13h00 - Registration and welcome coffee


13h45 - Welcome address by

  • Jan Molema, Head of Team Market Benelux
  • Prof. William D’haeseleer, KU Leuven, Chairman of WEC-Belgium and Member of the Royal Academy (KVAB) and its Reflection Group on Energy
  • Danielle Devogelaer, Chairman of the day, Federal Planning Bureau, BAEE Board Member and Member of the KVAB Reflection Group on Energy


14h00 - First panel

  • Prof. Laurens De Vries, TU Delft and BAEE (NL)  —    Presentatie
  • Dr. Stefan Lorenczik, Chief Modeller at EWI-Uni Köln (DE)  —    Presentatie
Moderator: Prof. Erik Delarue, KU Leuven (BE)


15h00 - Second panel

  • Prof. Fabien Roques, Senior Vice President FTI CL Energy and Paris Dauphine (FR)  —    Presentatie
  • Prof. Johan Albrecht, UGent (BE)  —    Presentatie
Moderator: Prof. William D’haeseleer, KU Leuven (BE)


16h00 - Coffee break


16h30 - Panel discussion between the different speakers and animated by the two moderators


17h15 - Inauguration of the ‘World Energy Council’ Think Tank - Belgium


18h00 - Reception (drinks and fingerfood)



Regentschapsstraat 39
1000 Brussels


You can register here (registration is required but free of charge)

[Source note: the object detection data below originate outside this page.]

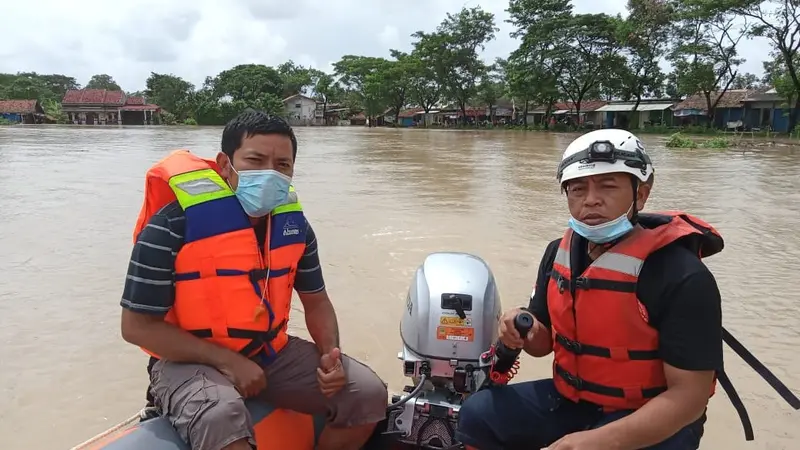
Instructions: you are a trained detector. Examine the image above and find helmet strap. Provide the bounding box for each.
[631,175,639,225]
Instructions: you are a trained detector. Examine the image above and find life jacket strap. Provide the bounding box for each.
[556,333,659,361]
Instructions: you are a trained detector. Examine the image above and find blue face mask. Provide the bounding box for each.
[569,208,633,244]
[231,164,292,217]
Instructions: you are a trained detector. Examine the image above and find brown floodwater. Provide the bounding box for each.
[0,127,800,450]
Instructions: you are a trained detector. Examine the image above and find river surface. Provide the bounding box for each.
[0,127,800,450]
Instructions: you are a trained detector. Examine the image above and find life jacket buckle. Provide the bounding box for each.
[556,277,567,294]
[565,339,583,355]
[563,371,583,391]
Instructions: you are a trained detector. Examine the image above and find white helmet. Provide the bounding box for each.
[557,128,654,185]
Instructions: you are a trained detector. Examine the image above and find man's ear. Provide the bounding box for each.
[636,183,652,211]
[216,152,231,180]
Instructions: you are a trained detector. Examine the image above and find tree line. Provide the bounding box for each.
[0,0,800,129]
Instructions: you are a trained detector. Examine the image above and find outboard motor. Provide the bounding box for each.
[386,253,501,449]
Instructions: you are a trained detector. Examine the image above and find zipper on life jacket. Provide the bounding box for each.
[569,236,581,395]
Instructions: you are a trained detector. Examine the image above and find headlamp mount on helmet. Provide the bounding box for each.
[556,141,652,181]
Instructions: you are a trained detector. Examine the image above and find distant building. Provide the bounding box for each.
[673,89,757,129]
[283,94,317,126]
[61,89,161,125]
[0,100,44,123]
[594,99,677,129]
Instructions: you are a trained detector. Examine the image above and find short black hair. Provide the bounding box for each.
[222,110,297,160]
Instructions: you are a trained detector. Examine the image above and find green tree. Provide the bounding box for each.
[277,60,314,98]
[210,64,284,103]
[476,61,506,124]
[504,0,573,127]
[406,50,442,123]
[379,50,415,125]
[607,0,672,111]
[731,73,761,89]
[310,69,341,125]
[668,0,748,126]
[551,14,620,122]
[86,73,122,91]
[412,6,498,124]
[144,72,194,121]
[333,55,388,124]
[728,0,800,130]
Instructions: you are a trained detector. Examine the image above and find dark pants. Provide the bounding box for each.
[456,379,705,450]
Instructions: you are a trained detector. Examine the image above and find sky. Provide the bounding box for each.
[0,0,769,92]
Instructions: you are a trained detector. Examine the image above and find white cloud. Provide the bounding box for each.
[0,0,767,91]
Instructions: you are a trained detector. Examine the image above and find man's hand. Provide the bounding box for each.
[217,353,267,398]
[317,348,347,397]
[542,430,618,450]
[499,308,538,348]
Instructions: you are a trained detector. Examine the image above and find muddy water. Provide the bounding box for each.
[0,127,800,450]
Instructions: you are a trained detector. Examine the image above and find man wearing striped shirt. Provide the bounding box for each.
[120,112,387,450]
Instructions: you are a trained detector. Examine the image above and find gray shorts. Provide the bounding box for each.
[150,336,388,450]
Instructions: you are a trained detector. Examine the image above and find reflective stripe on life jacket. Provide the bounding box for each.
[547,212,800,440]
[134,150,307,357]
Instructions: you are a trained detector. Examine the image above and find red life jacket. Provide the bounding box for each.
[547,213,723,411]
[547,211,800,441]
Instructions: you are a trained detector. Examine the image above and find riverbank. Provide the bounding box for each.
[6,117,800,148]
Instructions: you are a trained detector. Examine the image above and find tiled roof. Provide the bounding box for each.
[675,89,755,111]
[398,108,425,117]
[122,104,161,111]
[554,100,608,112]
[528,100,608,114]
[61,89,125,106]
[0,100,41,114]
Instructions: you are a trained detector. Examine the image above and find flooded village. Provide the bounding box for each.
[0,88,792,135]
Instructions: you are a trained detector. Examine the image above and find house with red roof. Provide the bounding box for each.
[61,89,161,125]
[0,100,44,123]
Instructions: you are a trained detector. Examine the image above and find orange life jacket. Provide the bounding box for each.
[133,150,306,357]
[547,212,723,411]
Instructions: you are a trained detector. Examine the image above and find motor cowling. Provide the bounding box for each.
[400,252,501,379]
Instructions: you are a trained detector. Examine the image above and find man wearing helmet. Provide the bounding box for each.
[457,129,723,450]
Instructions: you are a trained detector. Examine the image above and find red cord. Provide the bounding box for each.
[486,345,519,384]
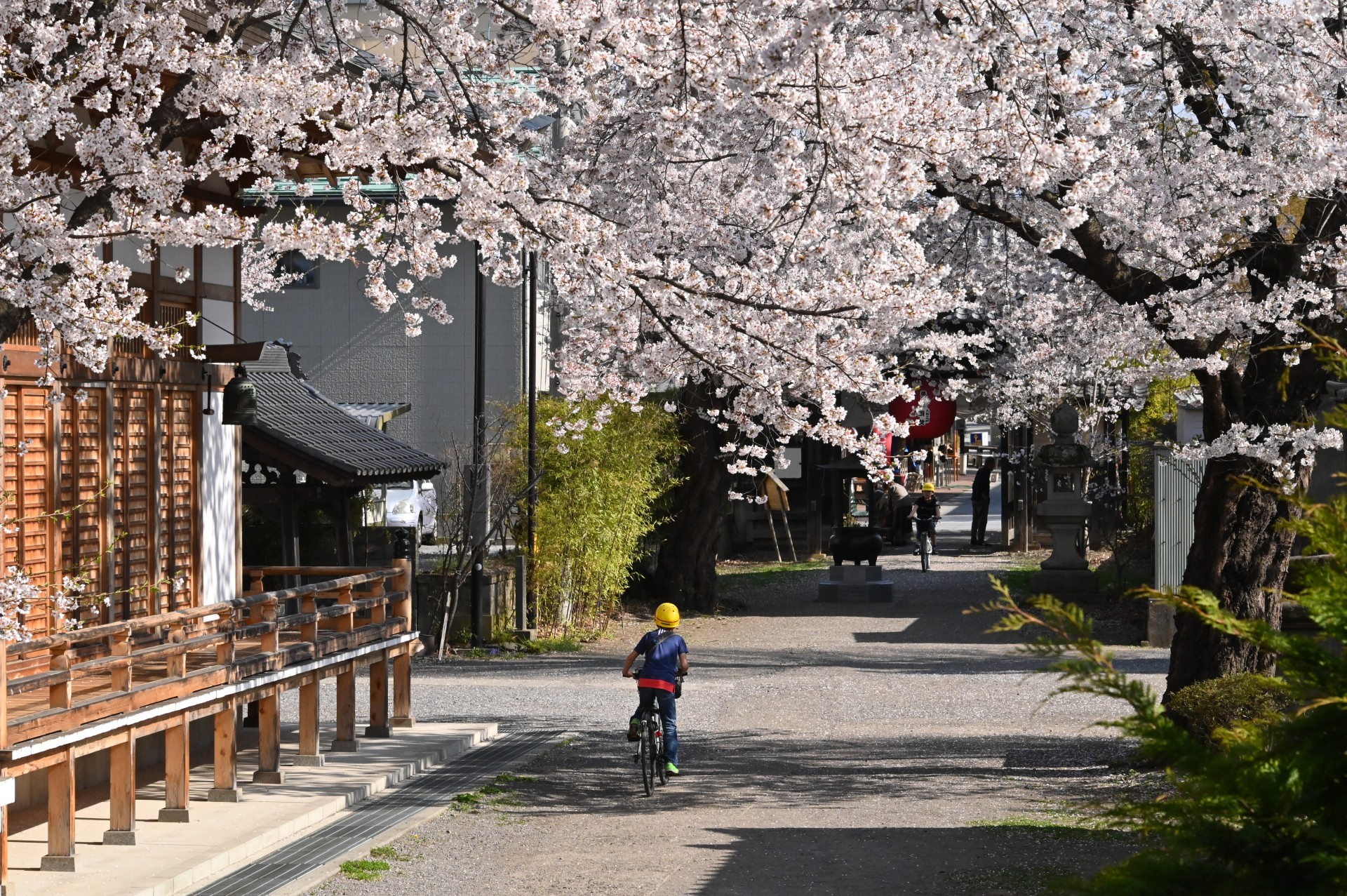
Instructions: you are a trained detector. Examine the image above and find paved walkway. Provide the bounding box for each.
[9,723,509,896]
[314,500,1168,896]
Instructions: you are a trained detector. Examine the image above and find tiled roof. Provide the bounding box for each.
[244,342,445,486]
[335,401,413,429]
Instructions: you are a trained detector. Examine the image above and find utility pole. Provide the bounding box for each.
[518,252,537,628]
[469,243,490,647]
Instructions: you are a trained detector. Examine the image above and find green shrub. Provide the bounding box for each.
[341,858,391,880]
[514,397,682,634]
[1170,672,1290,747]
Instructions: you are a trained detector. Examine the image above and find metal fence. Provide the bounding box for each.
[1146,446,1207,647]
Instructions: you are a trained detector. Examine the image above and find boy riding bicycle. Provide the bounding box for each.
[912,482,940,555]
[622,603,687,775]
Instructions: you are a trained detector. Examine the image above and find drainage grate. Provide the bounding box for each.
[193,732,561,896]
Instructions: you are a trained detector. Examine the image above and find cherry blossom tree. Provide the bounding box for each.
[536,0,1347,687]
[15,0,1347,686]
[905,1,1347,688]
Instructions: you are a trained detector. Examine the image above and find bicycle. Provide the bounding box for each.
[631,668,683,796]
[918,517,934,573]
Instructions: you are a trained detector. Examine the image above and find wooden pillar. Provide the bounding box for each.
[206,703,243,803]
[243,574,262,728]
[333,662,360,753]
[159,716,192,822]
[102,732,136,846]
[253,694,286,784]
[365,651,392,737]
[0,803,12,896]
[295,594,326,767]
[295,672,328,767]
[0,643,9,896]
[42,749,76,871]
[389,556,416,728]
[365,580,392,737]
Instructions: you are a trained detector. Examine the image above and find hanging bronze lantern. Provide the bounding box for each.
[220,365,257,426]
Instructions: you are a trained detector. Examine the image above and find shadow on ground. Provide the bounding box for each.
[691,827,1132,896]
[506,732,1132,815]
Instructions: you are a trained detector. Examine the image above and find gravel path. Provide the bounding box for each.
[300,493,1168,896]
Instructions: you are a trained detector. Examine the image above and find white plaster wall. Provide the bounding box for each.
[198,409,241,603]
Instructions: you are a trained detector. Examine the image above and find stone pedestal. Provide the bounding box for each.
[819,566,893,603]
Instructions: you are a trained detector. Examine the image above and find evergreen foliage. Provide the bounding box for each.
[512,396,682,634]
[979,482,1347,896]
[970,428,1347,896]
[1170,672,1290,748]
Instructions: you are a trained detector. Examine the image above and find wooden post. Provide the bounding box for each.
[159,716,192,822]
[0,643,15,896]
[0,805,12,896]
[47,644,72,709]
[102,732,136,846]
[239,574,262,728]
[206,703,243,803]
[388,556,416,728]
[42,749,76,871]
[110,628,135,691]
[295,674,326,767]
[164,622,187,678]
[253,687,286,784]
[365,580,392,737]
[365,650,392,737]
[333,660,360,753]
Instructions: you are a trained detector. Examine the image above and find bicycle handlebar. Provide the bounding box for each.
[631,666,691,678]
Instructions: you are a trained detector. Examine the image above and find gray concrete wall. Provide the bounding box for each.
[240,244,524,457]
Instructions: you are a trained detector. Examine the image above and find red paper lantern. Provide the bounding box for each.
[889,380,955,439]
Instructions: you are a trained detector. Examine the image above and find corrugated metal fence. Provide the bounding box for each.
[1148,446,1207,647]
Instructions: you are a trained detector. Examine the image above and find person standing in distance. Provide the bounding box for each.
[972,457,997,547]
[622,603,687,775]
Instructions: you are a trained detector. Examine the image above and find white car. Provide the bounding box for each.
[377,480,435,542]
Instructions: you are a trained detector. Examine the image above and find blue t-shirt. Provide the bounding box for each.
[633,629,687,691]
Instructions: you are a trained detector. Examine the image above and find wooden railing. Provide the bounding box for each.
[0,561,413,884]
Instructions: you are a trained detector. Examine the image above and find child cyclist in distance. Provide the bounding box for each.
[622,603,687,775]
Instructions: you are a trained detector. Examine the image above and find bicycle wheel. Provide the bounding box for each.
[641,716,655,796]
[655,716,669,784]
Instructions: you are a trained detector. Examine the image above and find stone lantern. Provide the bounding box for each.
[1031,401,1098,597]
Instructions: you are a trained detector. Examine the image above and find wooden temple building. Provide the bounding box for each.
[0,281,439,892]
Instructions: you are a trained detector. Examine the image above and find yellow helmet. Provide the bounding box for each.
[655,603,682,628]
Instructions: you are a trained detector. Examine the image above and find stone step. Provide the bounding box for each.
[9,722,556,896]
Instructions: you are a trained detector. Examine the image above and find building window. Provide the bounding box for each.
[279,250,318,290]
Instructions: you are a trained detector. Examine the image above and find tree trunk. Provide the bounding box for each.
[652,381,730,613]
[0,299,32,342]
[1165,337,1328,701]
[1167,455,1309,700]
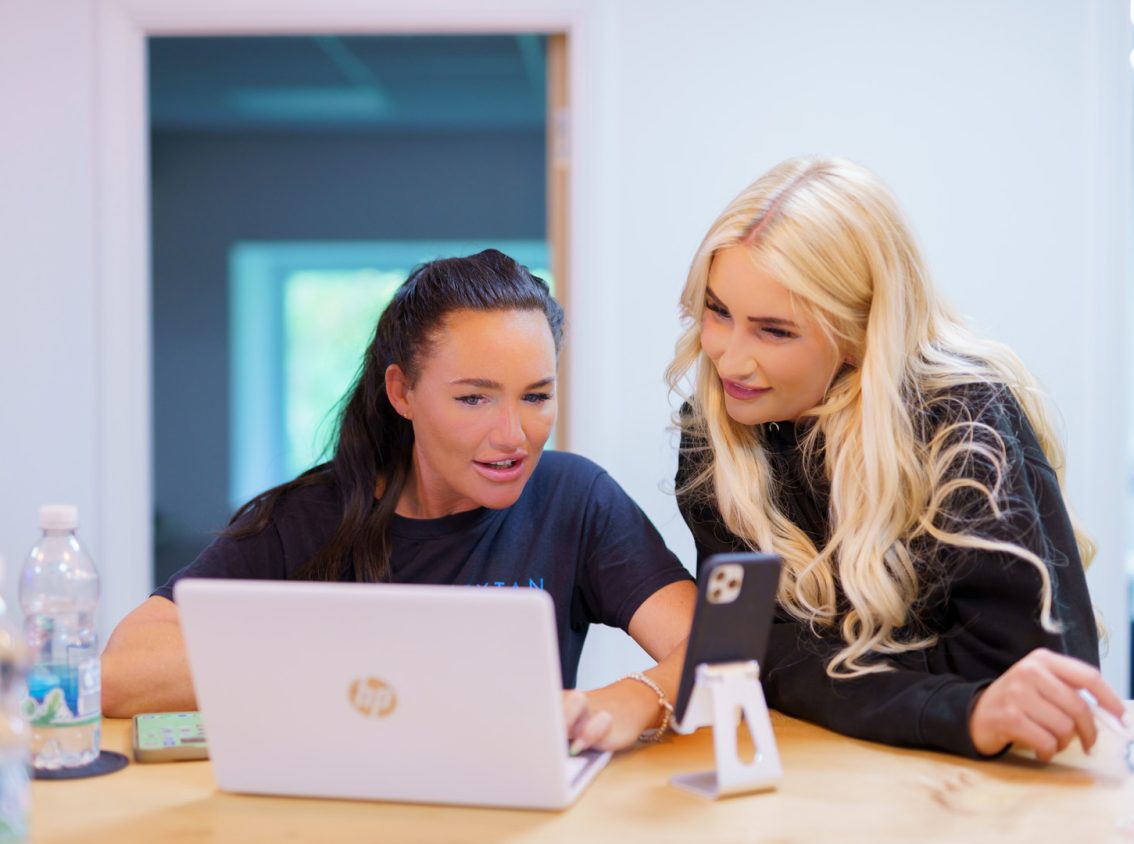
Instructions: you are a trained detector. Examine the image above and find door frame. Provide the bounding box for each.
[94,0,595,621]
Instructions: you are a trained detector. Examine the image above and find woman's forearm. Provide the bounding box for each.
[102,598,197,718]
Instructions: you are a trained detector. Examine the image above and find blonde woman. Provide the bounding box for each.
[668,159,1123,760]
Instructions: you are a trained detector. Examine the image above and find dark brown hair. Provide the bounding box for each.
[223,250,564,582]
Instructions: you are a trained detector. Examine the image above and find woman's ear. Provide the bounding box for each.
[386,363,414,419]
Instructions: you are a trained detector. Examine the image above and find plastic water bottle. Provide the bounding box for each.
[0,557,31,844]
[19,505,102,769]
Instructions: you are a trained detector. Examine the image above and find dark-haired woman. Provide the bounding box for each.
[102,250,694,749]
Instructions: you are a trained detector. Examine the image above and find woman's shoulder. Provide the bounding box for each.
[231,472,342,530]
[528,450,607,486]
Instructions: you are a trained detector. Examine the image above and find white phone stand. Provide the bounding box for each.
[669,661,784,800]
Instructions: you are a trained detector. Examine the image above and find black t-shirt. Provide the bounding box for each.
[153,451,689,689]
[677,385,1099,756]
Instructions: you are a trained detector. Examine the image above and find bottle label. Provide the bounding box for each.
[24,657,101,728]
[0,751,31,844]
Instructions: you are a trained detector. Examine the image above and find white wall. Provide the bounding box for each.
[0,0,1131,689]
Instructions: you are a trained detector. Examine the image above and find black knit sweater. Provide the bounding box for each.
[677,387,1099,757]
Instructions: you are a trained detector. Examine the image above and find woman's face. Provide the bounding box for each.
[386,311,557,518]
[701,245,841,425]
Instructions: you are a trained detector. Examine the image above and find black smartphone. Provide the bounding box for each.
[674,552,782,724]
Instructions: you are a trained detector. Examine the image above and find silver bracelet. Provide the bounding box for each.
[624,672,674,742]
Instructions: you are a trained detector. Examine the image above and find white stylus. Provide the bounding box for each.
[1078,689,1134,739]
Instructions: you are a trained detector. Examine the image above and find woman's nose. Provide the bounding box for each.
[490,407,524,449]
[717,337,759,381]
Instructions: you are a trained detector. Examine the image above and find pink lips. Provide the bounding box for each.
[473,456,526,483]
[720,378,771,402]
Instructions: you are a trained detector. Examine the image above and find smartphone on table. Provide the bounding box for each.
[134,712,209,762]
[674,552,782,724]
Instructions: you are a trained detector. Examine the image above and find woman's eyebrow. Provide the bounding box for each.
[449,375,556,390]
[705,287,798,328]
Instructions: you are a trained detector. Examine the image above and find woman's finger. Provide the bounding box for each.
[564,689,589,739]
[1036,673,1099,751]
[569,710,615,756]
[1019,681,1077,752]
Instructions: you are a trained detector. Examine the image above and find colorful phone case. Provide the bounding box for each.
[134,712,209,762]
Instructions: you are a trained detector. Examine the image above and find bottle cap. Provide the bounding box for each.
[40,504,78,531]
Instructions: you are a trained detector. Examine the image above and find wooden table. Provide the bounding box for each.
[32,714,1134,844]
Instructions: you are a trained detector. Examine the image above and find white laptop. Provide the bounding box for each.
[174,580,610,809]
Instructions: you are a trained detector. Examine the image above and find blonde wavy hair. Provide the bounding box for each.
[667,158,1094,677]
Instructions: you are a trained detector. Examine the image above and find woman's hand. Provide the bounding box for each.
[968,648,1124,762]
[564,689,615,756]
[564,680,661,754]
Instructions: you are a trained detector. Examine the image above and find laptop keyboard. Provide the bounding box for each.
[566,750,604,785]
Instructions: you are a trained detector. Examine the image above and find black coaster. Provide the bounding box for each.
[35,750,129,779]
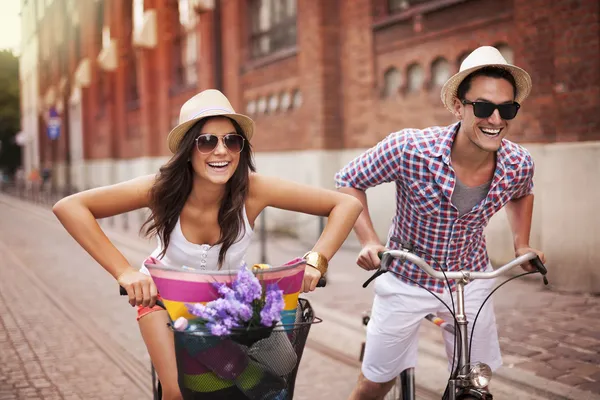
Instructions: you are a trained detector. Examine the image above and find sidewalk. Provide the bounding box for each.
[0,194,600,400]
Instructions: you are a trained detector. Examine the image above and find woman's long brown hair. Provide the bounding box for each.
[140,118,256,269]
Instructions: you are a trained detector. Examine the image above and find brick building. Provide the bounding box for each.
[22,0,600,291]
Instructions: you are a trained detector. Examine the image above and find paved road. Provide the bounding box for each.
[0,198,358,400]
[0,195,600,400]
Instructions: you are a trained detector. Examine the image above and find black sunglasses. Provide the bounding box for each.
[461,100,521,119]
[196,133,244,154]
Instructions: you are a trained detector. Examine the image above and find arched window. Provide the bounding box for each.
[494,43,514,64]
[456,51,471,70]
[382,67,402,98]
[406,63,425,93]
[431,57,452,88]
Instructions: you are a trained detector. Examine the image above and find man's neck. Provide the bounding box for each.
[450,129,496,171]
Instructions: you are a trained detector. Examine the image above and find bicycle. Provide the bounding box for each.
[119,259,326,400]
[359,238,548,400]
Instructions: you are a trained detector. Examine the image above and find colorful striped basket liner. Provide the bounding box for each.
[144,258,308,399]
[144,258,306,326]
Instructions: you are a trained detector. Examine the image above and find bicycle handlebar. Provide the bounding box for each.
[363,249,548,287]
[119,277,327,296]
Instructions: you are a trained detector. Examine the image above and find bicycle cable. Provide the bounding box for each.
[469,271,539,359]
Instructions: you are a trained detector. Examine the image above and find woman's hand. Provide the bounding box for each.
[117,268,158,307]
[302,265,321,293]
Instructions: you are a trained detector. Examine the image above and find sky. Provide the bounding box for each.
[0,0,21,52]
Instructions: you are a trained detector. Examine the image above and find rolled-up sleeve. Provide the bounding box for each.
[512,154,535,200]
[335,131,406,190]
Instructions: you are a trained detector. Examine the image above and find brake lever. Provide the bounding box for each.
[363,251,387,288]
[531,256,548,285]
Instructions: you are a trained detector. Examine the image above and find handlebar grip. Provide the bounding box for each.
[531,257,548,275]
[363,269,387,288]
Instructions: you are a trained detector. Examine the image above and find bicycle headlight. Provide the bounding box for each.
[469,363,492,389]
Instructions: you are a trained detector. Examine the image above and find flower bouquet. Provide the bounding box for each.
[144,258,320,400]
[173,265,284,347]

Subject: capacity remuneration mechanisms

Today, the ultimate goal of electricity markets, not only in Belgium but all over Europe, is to ensure the progressive decarbonisation of the system whilst at the same time guaranteeing high levels of security of supply at affordable costs. What we observe, however, is essentially a struggle of utilities to find the right balance between these three pillars since action in one domain inevitably triggers an impact on the other two. In order to comply with the decarbonisation objective, for example, large quantities of variable renewable energy sources are added to the system. These renewables do possess the characteristic of having a marginal cost close to zero which, in energy-only markets, depresses prices at certain moments in time. One of the ensuing consequences then is that much needed investments in the face of the energy transition are, because of low commodity prices, at best put on hold, at worst cancelled all together, which impacts security of supply. A patch to trigger new investments and at the same time offer economically challenged generation assets a balloon of oxygen, is to implement a system in which not only the generation and supply of electricity are remunerated but also the availability of production capacity. These so-called capacity remuneration mechanisms are, however, being contested because they go counter the spirit of liberalisation by adding another layer of subsidies on top of the already vast amount of existing subsidy schemes. In this seminar, the floor is given to the “fine-fleur” of energy economists who will present diverging views on the necessity or ridiculousness of the adoption of such a system.